2.3.Va, anzitutto, osservato che nel linguaggio dei codici vigenti, sia sostanziale che di rito, con il termine rappresentanza viene designato non soltanto il fenomeno rappresentativo in senso proprio, contemplato dall’art. 1387 c.c. e segg., ma anche quello della cosiddetta immedesimazione organica, alla quale e quindi applicabile la disciplina positiva dettata per la rappresentanza, in difetto di una contraria indicazione letterale della legge o di una ragione di incompatibilità intrinseca tra questo fenomeno e tale disciplina.

2.4. Quanto all’applicabilità del principio della rappresentanza apparente di un organo di una società, va osservato che il principio dell’apparenza del diritto e dell’affidamento, traendo origine dalla legittima e quindi incolpevole aspettativa del terzo di fronte ad una situazione ragionevolmente attendibile, anche se non conforme alla realtà, non altrimenti accertabile se non attraverso le sue esteriori manifestazioni, non è invocabile nei casi in cui la legge prescrive speciali mezzi di pubblicità mediante i quali sia possibile controllare con l’ordinaria diligenza la consistenza effettiva dell’altrui potere, come accade nel caso di organi di società di capitali regolarmente costituiti.

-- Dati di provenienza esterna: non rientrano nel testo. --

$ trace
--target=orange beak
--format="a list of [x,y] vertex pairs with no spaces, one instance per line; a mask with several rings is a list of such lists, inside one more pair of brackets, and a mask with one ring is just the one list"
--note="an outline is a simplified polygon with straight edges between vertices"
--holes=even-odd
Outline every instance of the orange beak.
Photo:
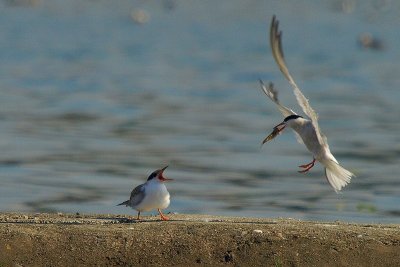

Tuttavia anche in tale ipotesi il principio dell’affidamento può essere invocato, qualora il potere sulla cui esistenza si assume di aver fatto incolpevolmente affidamento possa sussistere indipendentemente dalla sua regolamentazione statutaria e possa essere conferito per determinati atti e senza particolari formalità (Cass. civ., Sez. 1^, 29/04/2010, n. 10297; in fattispecie di pagamento effettuato nella mani di amministratore di fatto, ma ritenuto egualmente liberatorio per l’inerzia dei legali rappresentanti della S.P.A., che avevano consentito per un lungo tempo una tale condotta).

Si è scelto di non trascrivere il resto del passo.